Spain Remembers Terror Attacks That Killed 16 in Catalonia

BARCELONA, Spain (AP) — Barcelona on Friday marked the first anniversary of terror attacks that killed 16 people, though the divisive local issue of whether to pursue the region’s independence from Spain intruded on the proceedings in the Catalan capital.

Spain’s King Felipe VI, Queen Letizia, Prime Minister Pedro Sanchez and other government officials were among hundreds of people attending ceremonies in the northeastern city.

A woman places a flower around a memorial tribute of flowers, messages and candles on Barcelona’s historic Las Ramblas in Barcelona, on Aug. 16, 2018, the day before to the anniversary of the attacks that took place here on Aug. 17, 2017, killing 16 people and injuring more than 120. (AP Photo/Manu Fernandez)

The commemorations included a flower-laying ceremony by the victims’ families on the famed Las Ramblas promenade, where a van mowed down scores of pedestrians. The van killed 14 and another victim was fatally stabbed.

Another person died of stab wounds in a separate attack the next day in nearby Cambrils, a seaside town where a separate ceremony was scheduled Saturday.

More than 120 people were injured.

The attacks were claimed by the Islamic State group. Spanish authorities say they dismantled the cell, with its members either killed in the operation or arrested.

Amid a heavy police presence Friday, a musical performance took place in the city’s broad Plaza Catalunya. Written behind the stage was the slogan: “Barcelona, city of peace.”

Political tension was also present, however, after weeks of uncertainty about whether the monarch and prime minister would attend the commemorations.

Catalan politicians demanding the wealthy region’s independence from Spain had initially indicated they would use the event to express their anger at the king and the head of Spain’s central government for denying them what they say is their right to self-determination, but they backed off from that threat.

A victims’ association, the Assembly for the Consideration and Valorization of those Affected by Terrorism, urged politicians to call “a truce” as a homage to those killed.

Even so, the local depth of feeling on the independence issue made itself felt.

A huge pro-independence banner was hung from a building overlooking the Plaza Catalunya featuring an upside-down photo of the king.
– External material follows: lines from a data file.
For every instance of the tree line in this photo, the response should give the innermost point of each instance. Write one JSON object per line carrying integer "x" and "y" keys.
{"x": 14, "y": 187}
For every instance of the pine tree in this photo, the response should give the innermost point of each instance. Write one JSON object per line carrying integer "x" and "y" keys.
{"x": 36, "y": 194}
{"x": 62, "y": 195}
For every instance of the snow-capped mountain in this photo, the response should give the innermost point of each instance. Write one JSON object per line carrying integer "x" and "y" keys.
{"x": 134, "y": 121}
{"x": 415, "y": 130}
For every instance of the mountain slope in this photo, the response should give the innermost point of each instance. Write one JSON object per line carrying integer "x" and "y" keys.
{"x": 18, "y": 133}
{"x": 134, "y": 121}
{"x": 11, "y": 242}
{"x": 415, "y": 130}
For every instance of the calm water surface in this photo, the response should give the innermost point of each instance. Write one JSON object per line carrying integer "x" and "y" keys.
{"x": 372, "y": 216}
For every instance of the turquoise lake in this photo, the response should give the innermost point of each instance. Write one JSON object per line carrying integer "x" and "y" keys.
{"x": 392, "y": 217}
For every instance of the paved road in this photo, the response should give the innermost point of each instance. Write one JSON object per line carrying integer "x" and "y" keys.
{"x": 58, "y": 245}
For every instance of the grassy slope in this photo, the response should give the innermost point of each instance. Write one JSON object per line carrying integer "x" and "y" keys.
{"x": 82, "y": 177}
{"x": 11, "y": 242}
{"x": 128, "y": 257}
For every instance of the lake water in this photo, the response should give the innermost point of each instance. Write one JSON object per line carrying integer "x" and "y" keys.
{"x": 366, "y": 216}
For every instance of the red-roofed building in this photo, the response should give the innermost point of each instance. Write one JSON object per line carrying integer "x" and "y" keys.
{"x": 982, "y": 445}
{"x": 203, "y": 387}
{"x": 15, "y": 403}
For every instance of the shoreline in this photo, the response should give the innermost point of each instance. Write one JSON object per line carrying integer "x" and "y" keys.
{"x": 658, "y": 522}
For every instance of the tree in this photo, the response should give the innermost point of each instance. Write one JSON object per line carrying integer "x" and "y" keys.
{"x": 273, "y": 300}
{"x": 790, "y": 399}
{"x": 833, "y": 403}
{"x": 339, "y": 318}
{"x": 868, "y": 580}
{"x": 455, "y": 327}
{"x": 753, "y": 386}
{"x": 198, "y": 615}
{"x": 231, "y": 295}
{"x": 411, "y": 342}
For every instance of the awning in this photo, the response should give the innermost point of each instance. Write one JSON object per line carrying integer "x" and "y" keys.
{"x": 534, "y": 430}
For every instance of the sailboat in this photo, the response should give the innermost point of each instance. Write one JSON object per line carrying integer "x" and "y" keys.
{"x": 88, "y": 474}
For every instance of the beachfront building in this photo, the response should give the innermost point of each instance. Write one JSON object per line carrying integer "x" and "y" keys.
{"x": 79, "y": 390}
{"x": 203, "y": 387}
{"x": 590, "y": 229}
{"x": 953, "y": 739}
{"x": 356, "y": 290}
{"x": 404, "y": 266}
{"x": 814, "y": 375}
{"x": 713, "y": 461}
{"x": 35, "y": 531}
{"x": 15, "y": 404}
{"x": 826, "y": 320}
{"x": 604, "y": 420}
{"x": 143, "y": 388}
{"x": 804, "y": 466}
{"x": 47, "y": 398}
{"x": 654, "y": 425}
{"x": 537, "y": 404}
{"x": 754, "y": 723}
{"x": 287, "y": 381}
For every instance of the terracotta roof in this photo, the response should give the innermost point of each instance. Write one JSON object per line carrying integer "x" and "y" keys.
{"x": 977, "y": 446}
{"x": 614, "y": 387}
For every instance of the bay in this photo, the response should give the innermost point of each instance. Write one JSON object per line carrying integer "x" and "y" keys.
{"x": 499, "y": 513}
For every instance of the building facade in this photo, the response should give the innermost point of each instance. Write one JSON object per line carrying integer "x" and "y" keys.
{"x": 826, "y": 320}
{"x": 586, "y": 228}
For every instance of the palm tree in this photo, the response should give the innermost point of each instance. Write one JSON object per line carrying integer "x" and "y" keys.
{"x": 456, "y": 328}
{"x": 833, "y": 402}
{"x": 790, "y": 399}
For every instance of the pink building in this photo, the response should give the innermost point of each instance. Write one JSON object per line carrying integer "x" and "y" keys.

It read, in English, “The Spanish king is not welcome in the Catalan countries.” Nobody claimed responsibility.

Participants in a small march later along Las Ramblas held signs saying, “Catalonia has no king.” Some people along the street applauded them.

Other banners were hung elsewhere in the city calling for the release of Catalan pro-independence officials being held in jail over their secession efforts.

With no other extremist attacks in Spain over the past year, Interior Minister Fernando Grande-Marlaska, who is in charge of domestic security, said jihadism is “clearly in retreat.”

“It’s not going any further in Europe nor in Spain,” he told Cadena Ser radio, putting that down to successful policies against radicalization.

But some analysts have warned that the impending release from prison of thousands of terrorism convicts could represent a new threat for Europe.